Kültür birikimimizi kucaklamak

Avrupa'da Tuncel Kurtiz ile birlikte kurduğumuz Halk Oyuncuları Tiyatrosu'ndaki deneyimlerimden bu yana, kendi kültürel köklerimizi, yani Anadolu denen coğrafyanın kültürel birikimini araştırmak, "Buradan yeni bir sahne plastiğine yürünebilir mi" sorusuna yanıt aramak sahne çalışmalarımın ana eksenlerinden biri oldu.
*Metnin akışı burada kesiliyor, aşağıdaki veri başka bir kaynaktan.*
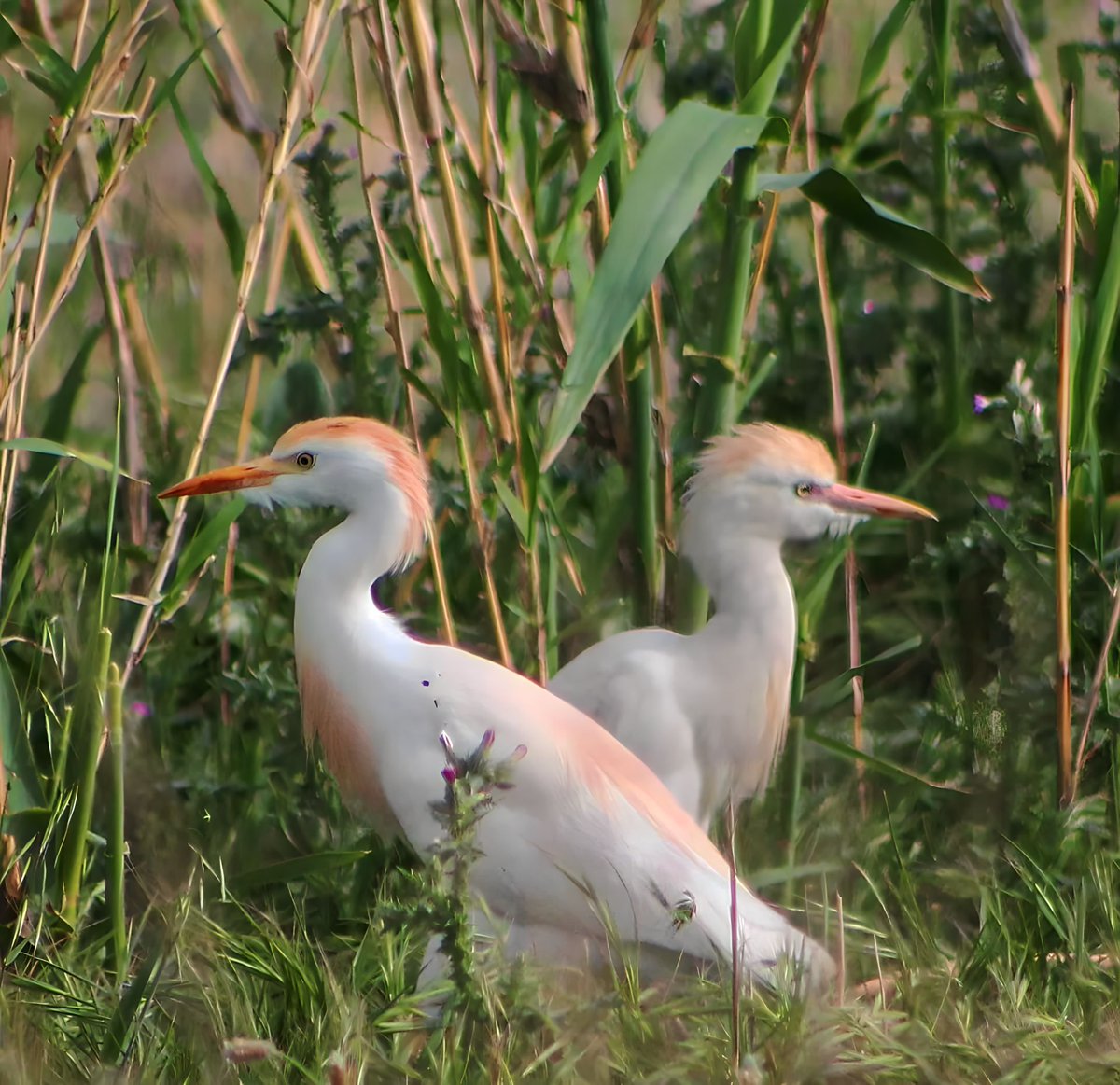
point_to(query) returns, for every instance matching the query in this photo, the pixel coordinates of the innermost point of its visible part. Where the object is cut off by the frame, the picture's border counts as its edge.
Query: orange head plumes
(356, 464)
(774, 482)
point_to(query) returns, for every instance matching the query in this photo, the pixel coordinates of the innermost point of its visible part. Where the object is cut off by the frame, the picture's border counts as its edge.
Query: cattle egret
(586, 827)
(708, 712)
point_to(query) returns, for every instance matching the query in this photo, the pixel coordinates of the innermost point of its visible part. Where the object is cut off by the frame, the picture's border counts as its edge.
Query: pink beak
(858, 502)
(255, 473)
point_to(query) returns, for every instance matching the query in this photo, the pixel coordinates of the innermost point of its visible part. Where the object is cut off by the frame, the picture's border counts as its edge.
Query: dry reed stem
(384, 48)
(1063, 692)
(273, 284)
(766, 243)
(733, 868)
(425, 96)
(241, 110)
(314, 39)
(393, 325)
(427, 102)
(39, 317)
(12, 413)
(486, 176)
(835, 390)
(1031, 70)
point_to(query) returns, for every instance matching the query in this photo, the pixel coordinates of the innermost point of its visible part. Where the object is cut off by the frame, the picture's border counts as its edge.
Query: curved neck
(351, 557)
(749, 577)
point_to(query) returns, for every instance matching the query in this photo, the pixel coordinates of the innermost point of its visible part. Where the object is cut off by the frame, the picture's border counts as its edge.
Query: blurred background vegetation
(219, 222)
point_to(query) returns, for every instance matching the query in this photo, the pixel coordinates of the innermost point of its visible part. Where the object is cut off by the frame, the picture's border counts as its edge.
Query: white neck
(345, 563)
(750, 581)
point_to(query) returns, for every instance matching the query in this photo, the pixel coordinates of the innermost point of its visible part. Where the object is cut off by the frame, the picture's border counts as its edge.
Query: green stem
(639, 376)
(955, 382)
(792, 761)
(717, 408)
(115, 876)
(89, 727)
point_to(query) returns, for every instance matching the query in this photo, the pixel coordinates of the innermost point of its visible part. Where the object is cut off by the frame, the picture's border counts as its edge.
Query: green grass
(186, 896)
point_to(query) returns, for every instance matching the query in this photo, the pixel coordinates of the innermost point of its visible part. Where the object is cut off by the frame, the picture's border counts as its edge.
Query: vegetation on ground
(560, 244)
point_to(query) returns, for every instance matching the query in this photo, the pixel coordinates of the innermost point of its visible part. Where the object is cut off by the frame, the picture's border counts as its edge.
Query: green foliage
(201, 899)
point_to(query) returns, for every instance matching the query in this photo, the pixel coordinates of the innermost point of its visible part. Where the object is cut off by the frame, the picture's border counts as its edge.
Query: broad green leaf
(54, 77)
(840, 197)
(764, 42)
(171, 84)
(84, 74)
(513, 508)
(1096, 350)
(675, 173)
(54, 448)
(223, 210)
(875, 61)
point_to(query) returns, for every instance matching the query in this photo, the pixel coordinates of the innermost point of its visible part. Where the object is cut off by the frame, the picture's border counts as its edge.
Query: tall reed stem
(1062, 480)
(639, 391)
(955, 379)
(115, 873)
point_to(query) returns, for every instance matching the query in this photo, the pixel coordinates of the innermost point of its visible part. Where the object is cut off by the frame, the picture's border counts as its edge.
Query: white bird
(586, 824)
(709, 712)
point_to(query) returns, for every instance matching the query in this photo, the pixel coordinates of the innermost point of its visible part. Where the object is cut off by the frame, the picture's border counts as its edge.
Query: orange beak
(858, 502)
(244, 476)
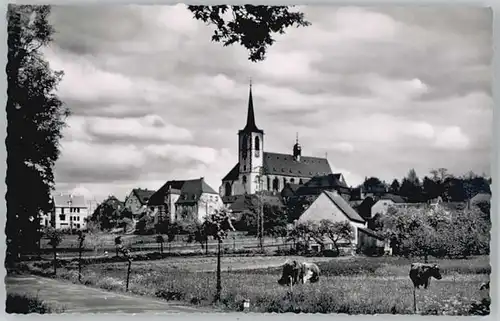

Bu arayışta benim açımdan belirleyici olan, sahnede yeni uzlaşım zeminleri bulma, bunun için de kendi kültürel köklerimizden yola çıkma isteğiydi.

ANLAMLANDIRMA MACERASI

Sonuçta insan, anlamlandırma macerasını; belleğine kazınmış ve her gün yenileri de oluşan imgelerle sürdüren bir canlı. Dolayısıyla anlamlandırma sürecinin en üst basamaklarında yer alan sanat ve tiyatroda imge üretiminin apayrı bir yeri var. Bu üretimi kendi coğrafyasının kültürel birikimi üzerine inşa etmek, her türlü hamasetin ötesinde son derece rasyonel bir tavır olarak görünüyor bana. Çünkü söz konusu birikim bu topraklarda yaşamış ve yaşayan insanların ortak çağrışım zeminini oluşturuyor.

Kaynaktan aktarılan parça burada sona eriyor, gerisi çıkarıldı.